The no nonsense brigade
Pakistan’s first practice session in the Emerald Isles displayed that when it comes to preparations, they have espoused the theory of sticking to the basics to achieve their motto for the tournament: “No more controversies.” Amol Karhadkar reports.cricket Updated: Feb 22, 2011 01:50 IST
Most successful individuals across various spheres of life take pride in using a cliché — sticking to the basics — as their success mantra.
Pakistan’s first practice session in the Emerald Isles — their adopted (read forced) home country for the World Cup — displayed that when it comes to preparations, they have espoused the theory of sticking to the basics to achieve their motto for the tournament: “No more controversies.”
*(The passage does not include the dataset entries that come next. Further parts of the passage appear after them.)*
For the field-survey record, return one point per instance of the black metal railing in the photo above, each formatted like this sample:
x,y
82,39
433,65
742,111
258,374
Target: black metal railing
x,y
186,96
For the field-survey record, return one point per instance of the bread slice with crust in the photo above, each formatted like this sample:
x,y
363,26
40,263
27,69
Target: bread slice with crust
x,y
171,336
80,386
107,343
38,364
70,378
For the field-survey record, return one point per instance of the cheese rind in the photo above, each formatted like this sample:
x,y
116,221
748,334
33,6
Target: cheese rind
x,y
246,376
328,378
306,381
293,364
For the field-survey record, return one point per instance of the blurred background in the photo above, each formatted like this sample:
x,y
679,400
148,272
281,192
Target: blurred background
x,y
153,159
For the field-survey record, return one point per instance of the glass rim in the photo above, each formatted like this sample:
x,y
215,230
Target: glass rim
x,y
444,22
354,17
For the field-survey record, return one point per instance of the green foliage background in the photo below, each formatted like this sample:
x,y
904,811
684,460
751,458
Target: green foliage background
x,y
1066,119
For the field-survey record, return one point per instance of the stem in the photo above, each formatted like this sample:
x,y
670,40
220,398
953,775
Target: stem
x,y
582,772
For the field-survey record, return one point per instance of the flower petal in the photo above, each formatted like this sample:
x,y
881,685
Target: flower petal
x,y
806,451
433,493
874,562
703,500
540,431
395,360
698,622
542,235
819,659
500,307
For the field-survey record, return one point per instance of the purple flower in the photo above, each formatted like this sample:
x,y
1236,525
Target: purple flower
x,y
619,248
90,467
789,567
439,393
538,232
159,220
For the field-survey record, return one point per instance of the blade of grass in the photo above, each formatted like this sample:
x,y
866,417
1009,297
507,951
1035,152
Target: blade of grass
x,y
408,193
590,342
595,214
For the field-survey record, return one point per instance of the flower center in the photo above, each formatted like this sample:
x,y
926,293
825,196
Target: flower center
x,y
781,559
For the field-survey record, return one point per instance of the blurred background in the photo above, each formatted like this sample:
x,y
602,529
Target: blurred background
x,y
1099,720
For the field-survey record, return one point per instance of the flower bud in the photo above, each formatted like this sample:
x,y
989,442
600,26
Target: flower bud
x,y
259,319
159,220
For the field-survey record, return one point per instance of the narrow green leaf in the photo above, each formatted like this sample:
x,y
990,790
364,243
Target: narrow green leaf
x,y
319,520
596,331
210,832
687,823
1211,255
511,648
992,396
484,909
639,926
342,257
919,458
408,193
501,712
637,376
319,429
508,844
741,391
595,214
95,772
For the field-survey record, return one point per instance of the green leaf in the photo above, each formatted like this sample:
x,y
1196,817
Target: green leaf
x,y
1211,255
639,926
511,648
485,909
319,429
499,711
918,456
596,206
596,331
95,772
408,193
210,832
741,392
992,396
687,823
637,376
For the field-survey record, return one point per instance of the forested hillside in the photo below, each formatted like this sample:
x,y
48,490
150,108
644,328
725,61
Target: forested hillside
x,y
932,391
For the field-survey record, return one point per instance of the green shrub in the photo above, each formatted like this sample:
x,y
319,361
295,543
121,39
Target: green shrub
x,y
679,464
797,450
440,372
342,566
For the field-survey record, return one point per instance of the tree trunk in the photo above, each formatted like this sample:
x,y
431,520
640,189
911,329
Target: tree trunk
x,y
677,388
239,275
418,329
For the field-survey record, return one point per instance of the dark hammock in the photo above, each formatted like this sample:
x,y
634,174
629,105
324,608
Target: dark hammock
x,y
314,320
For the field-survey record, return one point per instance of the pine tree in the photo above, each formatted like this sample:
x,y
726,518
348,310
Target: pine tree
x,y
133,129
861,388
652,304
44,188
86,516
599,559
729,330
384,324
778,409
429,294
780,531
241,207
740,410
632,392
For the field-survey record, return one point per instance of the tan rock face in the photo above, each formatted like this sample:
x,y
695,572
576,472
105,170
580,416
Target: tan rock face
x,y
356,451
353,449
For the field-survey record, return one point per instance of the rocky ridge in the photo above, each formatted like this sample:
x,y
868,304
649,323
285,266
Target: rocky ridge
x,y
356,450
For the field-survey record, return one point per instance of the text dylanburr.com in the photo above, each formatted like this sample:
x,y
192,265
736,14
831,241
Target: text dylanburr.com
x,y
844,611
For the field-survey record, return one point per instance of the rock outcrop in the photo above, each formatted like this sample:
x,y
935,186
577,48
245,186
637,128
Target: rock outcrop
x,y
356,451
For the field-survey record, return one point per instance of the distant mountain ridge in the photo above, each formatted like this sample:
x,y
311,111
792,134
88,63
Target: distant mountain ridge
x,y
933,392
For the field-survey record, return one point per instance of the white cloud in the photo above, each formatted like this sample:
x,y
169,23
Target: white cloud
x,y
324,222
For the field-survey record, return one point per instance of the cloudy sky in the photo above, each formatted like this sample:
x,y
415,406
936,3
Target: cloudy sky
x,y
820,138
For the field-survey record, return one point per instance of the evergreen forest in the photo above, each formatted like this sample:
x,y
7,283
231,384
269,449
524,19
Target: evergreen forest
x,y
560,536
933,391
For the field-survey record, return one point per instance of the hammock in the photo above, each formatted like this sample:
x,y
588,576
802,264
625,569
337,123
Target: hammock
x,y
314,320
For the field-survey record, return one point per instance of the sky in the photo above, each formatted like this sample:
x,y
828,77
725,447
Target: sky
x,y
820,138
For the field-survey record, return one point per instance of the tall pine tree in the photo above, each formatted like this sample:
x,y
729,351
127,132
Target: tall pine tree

A 15-second huddle followed by a light warm-up and routine net practice, that made one wonder how the Pakistan team hasn’t adopted some of the fancier drills that are employed by most of the cricketing giants.
Still it appeared to be as methodical and well-organised as any other practice session. This surely meant that Pakistan, renowned for being the most unpredictable side, are focussed on the Cup.
And they have more than one reason to do well. Thanks to the spot-fixing scandal, the team has been in the news for all the wrong reasons. Restoring the faith of their countrymen
with an impressive outing is the No. 1 priority for Shahid Afridi’s green brigade. “Of course, they are additionally motivated,” Intikhab Alam, former
Pakistan captain, now the manager, said on Monday. “They have come from such a scenario that they have become mentally very strong. And that’s very important.”
To achieve that, being focussed will be the key for Pakistani players, who easily get distracted. But coach Waqar Younis is confident. “As far as discipline is concerned, it’s necessary. We just can’t afford to have any more controversies,” he said.
“The team has adopted a ‘no nonsense and a zero tolerance policy’ for players,” Intikhab Alam added.
While fast bowler Shoaib Akhtar was fined last week for breaching the code of conduct in Dhaka, England paceman Stuart Broad drew attention by saying he’d prefer to keep distance from the Pakistan players.
Reacting to this, Waqar said, “If he wants to keep that (feeling), we will probably show it on the field.” The world too would be keen to watch Pakistan on the field.